We can also calculate that directly:
- deviation = (φ/360°) · sampleRate
- ⇒ φ = 360° · deviation / sampleRate
- ⇒ φ = 360° · 12.5 kHz / 1 MHz
- ⇒ φ = 4.5°
If we convert to radians (i.e., normalize 180° to π, which is how PySDR likes it), that's x = 2π · deviation / sampleRate.
At this point, there is one thing which I still do not understand: my code only works with x = π · deviation / sampleRate (note the missing factor of two). I suppose that I have simply mis-assumed the frequency deviation and should have used 6 kHz instead, but for now, I'm gonna leave this as-is. Let me know if you know more ^.^
So, what we finally have is:
phase_changes = samples * np.pi * fm_deviation / sdr_sample_rate
PySDR takes in absolute phase information, so we need to calculate the cumulative sum of this phase change array:
phase_integral = np.cumsum(phase_changes)
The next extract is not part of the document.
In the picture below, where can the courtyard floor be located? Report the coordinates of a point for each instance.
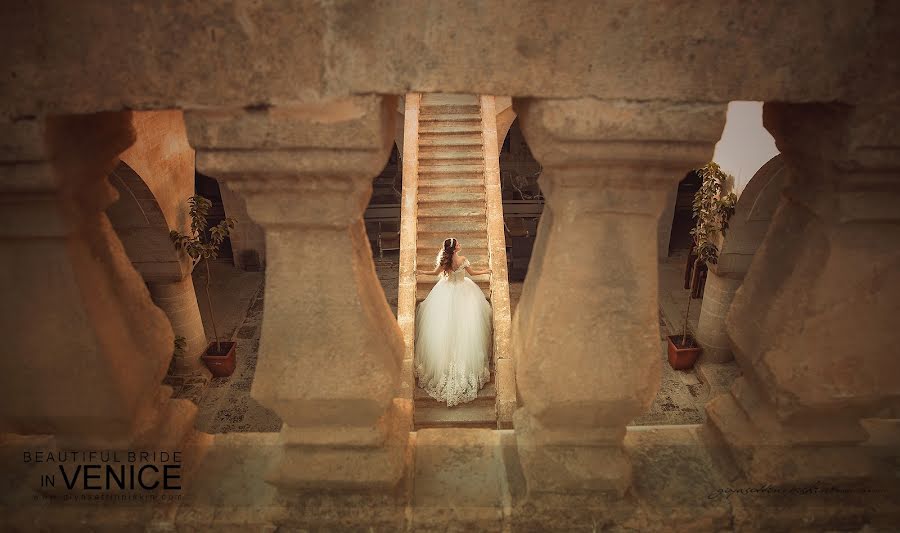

And with that, we can tell PySDR that we'd like to transmit a PM signal with a constant amplitude (of 1) and phases as determined by phase_integral:
fm_samples = np.exp(1j * phase_integral)
Boiler Plate
Now all that's left is scaling everything up from -1 … 1 to the 15-bit signed values that PlutoSDR expects, and then transmitting those.
fm_samples *= 2**14
sdr = adi.Pluto("ip:…")
sdr.sample_rate = int(sdr_sample_rate)
sdr.tx_rf_bandwidth = int(sdr_sample_rate)
sdr.tx_lo = int(fm_carrier)
sdr.tx_hardwaregain_chan0 = -10
print("SDR is being configured, waiting 2 seconds before beginning transmission …")
time.sleep(2)
for i in range(fm_samples.shape[0] // n_samples_per_tx):
sdr.tx(fm_samples[i * n_samples_per_tx : (i + 1) * n_samples_per_tx])
The full script (with some quality-of-life improvements) is available at plutosdr-playground/tx-fm.py. Next item on the todo list is probably using multiprocessing so that the transmission can already start as the input file is being processed.